EDORA, N.D. -- While the rest of the world was preoccupied with leaking oil wells, drunken celebrities and feuding politicians, we'd been following the Old Red Trail across those wide-open spaces of my childhood, known as North Dakota, a trail early explorers had marked with an occasional smear of red paint, guiding trappers and traders seeking the Promise Land.
For us, this was a nostalgic step back. We were looking down the same lonely pathway that had guided my grandfather and other settlers more than a century ago as they moved west into the Indian territories and gold fields. It was this trail that the military had followed earlier, establishing fortified relay stations approximately every 30 miles, or about a day's travel by horse. Along the way, the Native Americans, resenting the taking of their lands, began to object. The military's arrival marked the beginning of the Sioux Wars with the July 1864 killing of several hundred Native Americans and the destroying of their homes and winter supplies at a lonely place known as Killdeer Mountain.

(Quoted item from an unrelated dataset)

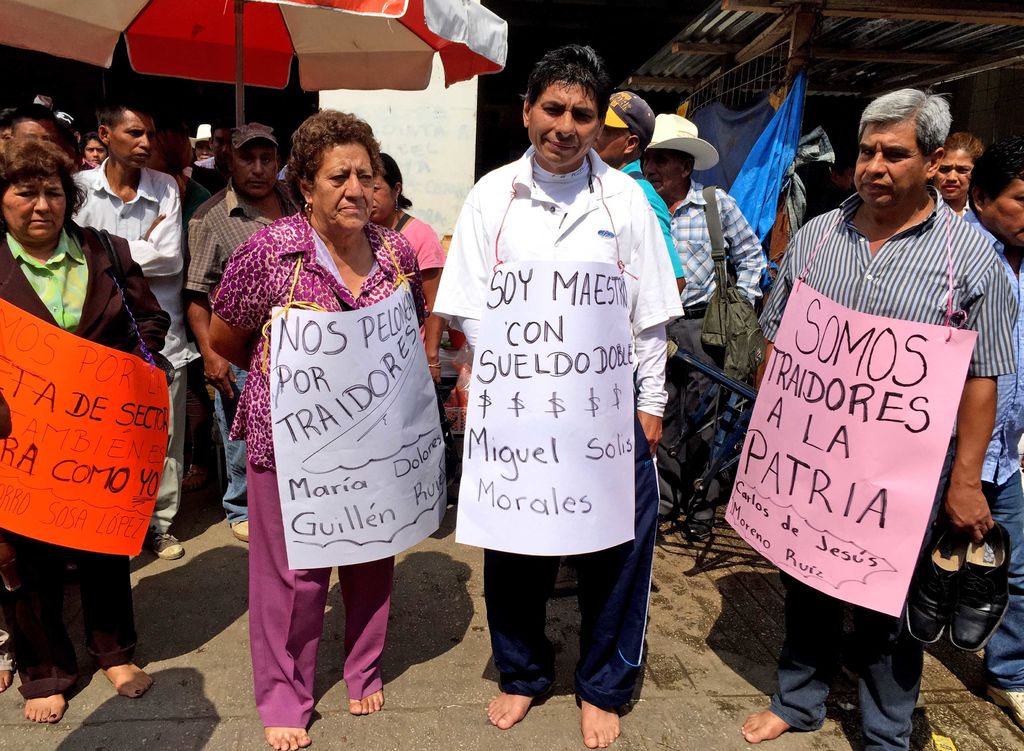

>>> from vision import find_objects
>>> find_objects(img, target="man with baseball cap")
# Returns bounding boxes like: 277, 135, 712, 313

Standing high atop a rainbow-tinted ridge, we found ourselves in a mysterious elsewhere, looking over an ethereal world in which wild, unforgiving land filled with steep mountains and impassible ravines stretched beyond the horizon. This remains hard, brutal country, the land of prairie dog and antelope, the final refuges of the American bison. It is an inhospitable land where winter temperatures plummet to 50 degrees below, with unbroken wind screaming out of the Arctic. The dry lands receive less than 12 inches of rain a year, and summer days often sizzle well past 100 dry degrees.